Во втором часу ночи Дергаусов почувствовал, что захмелел. Нет. Он пьяным не был. К нему пришло счастливое ощущение публичного одиночества, когда все происходящее в кабинете ресторана отдалилось от него, стало неважным и неинтересным. В углу играл на рояле элегантный худощавый человек в ярком платке вместо галстука. Голос его грустно-надтреснутый, чуть грассирующий, заставлял Дергаусова полностью абстрагироваться от реальности. Про себя он повторял щемящие слова романса: «…кокаином распятая в мокрых бульварах Москвы…» Господи, до чего же хорошо!

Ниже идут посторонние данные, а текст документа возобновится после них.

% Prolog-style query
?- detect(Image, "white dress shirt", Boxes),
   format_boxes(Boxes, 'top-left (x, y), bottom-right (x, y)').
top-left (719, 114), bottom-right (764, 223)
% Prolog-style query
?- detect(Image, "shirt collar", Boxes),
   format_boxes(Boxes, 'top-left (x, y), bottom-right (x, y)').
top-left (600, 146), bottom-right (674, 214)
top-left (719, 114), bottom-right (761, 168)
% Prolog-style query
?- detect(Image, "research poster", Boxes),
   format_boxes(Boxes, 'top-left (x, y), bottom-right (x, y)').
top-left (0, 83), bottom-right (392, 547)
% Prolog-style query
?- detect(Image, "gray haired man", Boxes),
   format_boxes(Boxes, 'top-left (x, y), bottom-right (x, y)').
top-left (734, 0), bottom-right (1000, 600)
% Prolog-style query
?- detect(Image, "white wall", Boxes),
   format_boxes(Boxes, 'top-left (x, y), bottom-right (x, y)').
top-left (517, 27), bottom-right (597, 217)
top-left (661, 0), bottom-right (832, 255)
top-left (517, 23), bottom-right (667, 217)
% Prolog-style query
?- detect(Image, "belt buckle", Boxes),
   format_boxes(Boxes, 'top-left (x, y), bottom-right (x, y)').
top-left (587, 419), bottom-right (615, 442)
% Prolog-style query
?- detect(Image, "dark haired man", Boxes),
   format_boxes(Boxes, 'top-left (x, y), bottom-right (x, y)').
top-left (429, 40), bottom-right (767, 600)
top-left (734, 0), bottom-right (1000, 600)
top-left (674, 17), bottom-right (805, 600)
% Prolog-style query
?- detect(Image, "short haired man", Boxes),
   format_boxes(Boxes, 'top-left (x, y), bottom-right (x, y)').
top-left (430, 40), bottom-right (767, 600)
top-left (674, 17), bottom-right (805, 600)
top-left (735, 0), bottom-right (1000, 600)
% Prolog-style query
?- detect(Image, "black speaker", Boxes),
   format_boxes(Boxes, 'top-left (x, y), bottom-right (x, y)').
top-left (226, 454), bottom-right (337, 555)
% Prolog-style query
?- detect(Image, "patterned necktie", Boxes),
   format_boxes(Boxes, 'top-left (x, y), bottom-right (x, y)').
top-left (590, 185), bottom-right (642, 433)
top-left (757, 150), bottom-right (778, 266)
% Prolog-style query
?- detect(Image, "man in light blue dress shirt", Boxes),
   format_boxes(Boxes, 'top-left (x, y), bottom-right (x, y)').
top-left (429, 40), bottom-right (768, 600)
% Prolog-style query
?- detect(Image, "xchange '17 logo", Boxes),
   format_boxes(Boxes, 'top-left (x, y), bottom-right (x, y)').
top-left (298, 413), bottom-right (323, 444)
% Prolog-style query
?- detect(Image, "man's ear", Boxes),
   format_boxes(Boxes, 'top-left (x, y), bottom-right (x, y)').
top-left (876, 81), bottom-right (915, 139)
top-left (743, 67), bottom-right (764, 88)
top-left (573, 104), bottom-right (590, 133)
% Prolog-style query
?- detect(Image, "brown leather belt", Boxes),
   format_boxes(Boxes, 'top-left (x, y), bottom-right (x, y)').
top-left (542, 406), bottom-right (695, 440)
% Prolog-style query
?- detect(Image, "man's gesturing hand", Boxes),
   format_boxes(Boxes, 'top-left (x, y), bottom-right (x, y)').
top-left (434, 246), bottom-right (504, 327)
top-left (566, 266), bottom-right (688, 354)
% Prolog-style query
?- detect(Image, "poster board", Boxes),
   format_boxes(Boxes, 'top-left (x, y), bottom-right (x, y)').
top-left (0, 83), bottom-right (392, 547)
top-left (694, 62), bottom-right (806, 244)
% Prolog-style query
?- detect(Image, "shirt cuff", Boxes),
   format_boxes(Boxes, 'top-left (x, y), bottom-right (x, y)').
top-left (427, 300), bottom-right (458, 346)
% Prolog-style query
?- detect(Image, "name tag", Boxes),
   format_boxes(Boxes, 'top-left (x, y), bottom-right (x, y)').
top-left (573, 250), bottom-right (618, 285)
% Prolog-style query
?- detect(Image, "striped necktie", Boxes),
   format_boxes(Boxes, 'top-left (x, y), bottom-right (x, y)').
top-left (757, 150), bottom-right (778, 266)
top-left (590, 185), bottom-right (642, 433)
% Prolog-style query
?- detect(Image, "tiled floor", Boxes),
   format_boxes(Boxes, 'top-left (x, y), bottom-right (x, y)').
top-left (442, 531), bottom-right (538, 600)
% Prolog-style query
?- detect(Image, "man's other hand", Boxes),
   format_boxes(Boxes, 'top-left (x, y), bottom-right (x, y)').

И певец этот Саша, которого затащил к ним Сережка Лидин, пел изумительные песенки, так созвучные настроению Дергаусова.
Ему было грустно уезжать из привычного московского мира. От веселых женщин, сытных кабаков, от всей этой бесшабашной компании.
Вошел официант, поклонился.
– Вас, ваше высокоблагородие, господин Пашковский к аппарату просят.
– К аппарату. Куда? – Дергаусов начал застегивать френч. – Здесь, рядом-с. – Пошли.
Он встал и зашагал к дверям. Никто из веселой компании не обратил на него внимания.
Официант услужливо скользил впереди, показывая дорогу. – Здесь. Дергаусов открыл дверь.
Официант толкнул его в спину, и он буквально влетел в кабинет. – Как…
Он не успел договорить, двое ловких молодых людей схватили его за руки. Щелкнули наручники.
И только тогда Дергаусов увидел, что в комнате у стены стояли еще трое.
К нему вплотную подошел высокий, модно одетый человек.
– Я помощник начальника Московской сыскной полиции коллежский советник Бахтин, арестовываю вас как подозреваемого в поджоге пресненского склада и убийстве городового Полуянова.
Дергаусов молчал. Он просто не мог поверить. Не мог вспомнить слова. – Ваша шинель в гардеробе? – спросил Бахтин. Дергаусов кивнул. – Пошли.
В гардеробе перепуганный швейцар накинул шинель на плечи Дергаусова. – Минутку, – подошел Бахтин, – понятые здесь?
– Здесь, господин начальник, – рявкнул радостно Баулин. – Обыщите.